There are, however, a few excellent day-trips from Ushuaia. A boat cruise on the Beagle Channel is an absolute must: these usually last four hours and there are two trips every day. They offer great views, decent wildlife-watching opportunities (sea lions, cormorants, magellanic penguins) and a touch of history. If you’d like a full-day trip, it’s easy to combine the Beagle Channel with a visit to Estancia Harberton. This historic ranch is the former home of Thomas Bridges, an English missionary who did a lot of great work with the local community (and wrote a dictionary of the Yaghan language). It’s currently owned by Bridges’ great-grandson and is both fascinating and picturesque.
The other essential daytrip is to the Tierra del Fuego National Park. Less than 5 miles from Ushuaia this is a land of glaciers, lakes, mountains and history. There are great views over Ushuaia, and the option of riding the ‘Train at the End of the World’ (immortalised by Paul Theroux in his fantastic travel memoir The Old Patagonian Express is romantic in the extreme.
If you’re into fly-fishing (like I am), the Rio Grande is famed for its sea run brown trout and it holds most of the world records for this species. A number of luxury lodges cater specifically for the fly-fishing market, although their unique brand of gaucho hospitality makes them extremely attractive for non-fishing guests too.
Things to do on the Chilean side
For many the biggest drawcard is the recent establishment of a colony of king penguins near the town of Porvenir (accessible from Punta Arenas by both road and ferry). In 2011, sixteen penguins took up residence on a stretch of beach and since then the colony has grown. In the past you had to go to the Falkland Islands (or should I say Malvinas?) or South Georgia to see king penguins (which look quite similar to the emperor penguins which are endemic to Antarctica), but this recent change has made them much more easily accessible. Check out the park’s website for more info.

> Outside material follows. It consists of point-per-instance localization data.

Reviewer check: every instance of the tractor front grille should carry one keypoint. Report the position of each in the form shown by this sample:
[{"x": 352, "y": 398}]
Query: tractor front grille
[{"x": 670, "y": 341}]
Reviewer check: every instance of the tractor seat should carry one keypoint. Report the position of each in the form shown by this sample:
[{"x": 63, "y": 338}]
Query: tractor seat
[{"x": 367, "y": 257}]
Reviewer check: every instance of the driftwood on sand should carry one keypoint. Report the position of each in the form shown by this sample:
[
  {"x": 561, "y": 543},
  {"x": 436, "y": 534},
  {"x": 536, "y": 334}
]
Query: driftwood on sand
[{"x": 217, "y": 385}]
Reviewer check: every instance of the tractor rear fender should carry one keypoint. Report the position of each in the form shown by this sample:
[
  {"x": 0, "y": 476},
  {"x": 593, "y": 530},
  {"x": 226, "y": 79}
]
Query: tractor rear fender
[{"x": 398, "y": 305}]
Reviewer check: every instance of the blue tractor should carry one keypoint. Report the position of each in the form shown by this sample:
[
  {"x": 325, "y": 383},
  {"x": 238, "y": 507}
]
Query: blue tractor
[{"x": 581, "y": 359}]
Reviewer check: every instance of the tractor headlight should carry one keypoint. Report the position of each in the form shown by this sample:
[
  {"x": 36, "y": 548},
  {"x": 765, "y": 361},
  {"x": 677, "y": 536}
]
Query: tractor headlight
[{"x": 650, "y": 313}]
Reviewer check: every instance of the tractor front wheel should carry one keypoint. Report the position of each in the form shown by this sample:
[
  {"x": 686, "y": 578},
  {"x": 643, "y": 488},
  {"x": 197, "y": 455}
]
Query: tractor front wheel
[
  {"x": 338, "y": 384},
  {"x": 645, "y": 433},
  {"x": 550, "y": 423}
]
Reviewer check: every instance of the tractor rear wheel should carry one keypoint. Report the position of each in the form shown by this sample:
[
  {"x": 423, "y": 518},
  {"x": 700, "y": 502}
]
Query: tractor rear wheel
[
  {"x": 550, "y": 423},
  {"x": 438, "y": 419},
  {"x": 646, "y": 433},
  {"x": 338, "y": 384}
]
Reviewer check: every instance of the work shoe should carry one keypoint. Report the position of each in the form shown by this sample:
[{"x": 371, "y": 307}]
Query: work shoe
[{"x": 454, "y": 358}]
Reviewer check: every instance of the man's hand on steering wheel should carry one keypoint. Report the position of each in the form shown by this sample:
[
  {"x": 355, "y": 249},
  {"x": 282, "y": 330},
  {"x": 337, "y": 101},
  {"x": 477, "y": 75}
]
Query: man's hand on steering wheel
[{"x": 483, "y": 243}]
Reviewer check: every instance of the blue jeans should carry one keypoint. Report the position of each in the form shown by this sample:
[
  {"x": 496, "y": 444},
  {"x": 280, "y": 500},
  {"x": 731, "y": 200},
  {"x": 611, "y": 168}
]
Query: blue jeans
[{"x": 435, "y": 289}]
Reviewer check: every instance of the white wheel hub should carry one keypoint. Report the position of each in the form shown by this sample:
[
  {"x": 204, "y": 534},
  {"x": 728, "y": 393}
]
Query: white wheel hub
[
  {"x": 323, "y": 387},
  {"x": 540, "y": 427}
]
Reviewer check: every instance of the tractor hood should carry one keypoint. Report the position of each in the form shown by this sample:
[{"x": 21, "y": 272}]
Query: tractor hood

If you truly want to feel like you’re at the end of the world, rugged and inhospitable Isla Navarino (http://islanavarino.com/) is your best bet. The island has been earmarked as one of 24 remaining true wilderness areas in the world and is home to some of the best hiking on the continent. The Dientes de Navarino Mountains (literally Navarino’s Teeth) are not for the fainthearted, but they certainly reward those intrepid enough to explore them with incredible views and a wilderness experience second to none. If you want to go hiking (especially if you’re planning on doing the 5-day circuit), be sure to take an experienced guide and only go during summer.
Puerto Williams – a three-hour boat trip across the Beagle Channel from Ushaia – is Navarino’s only settlement of any note, and it’s a lot closer to the Ushuaia Chatwin experienced. This is a bustling crab fishing port with quaint wooden buildings and – as far as I could tell – no skull-white cabbages.
The final word
As you can see, there’s more than enough in Tierra del Fuego to fill a two or three week itinerary, but the reality is that most of us don’t have that kind of time to dedicate to one tiny portion of a very large continent. Hopefully this blog has helped you to pinpoint exactly what you want to get out of your Tierra del Fuego expedition.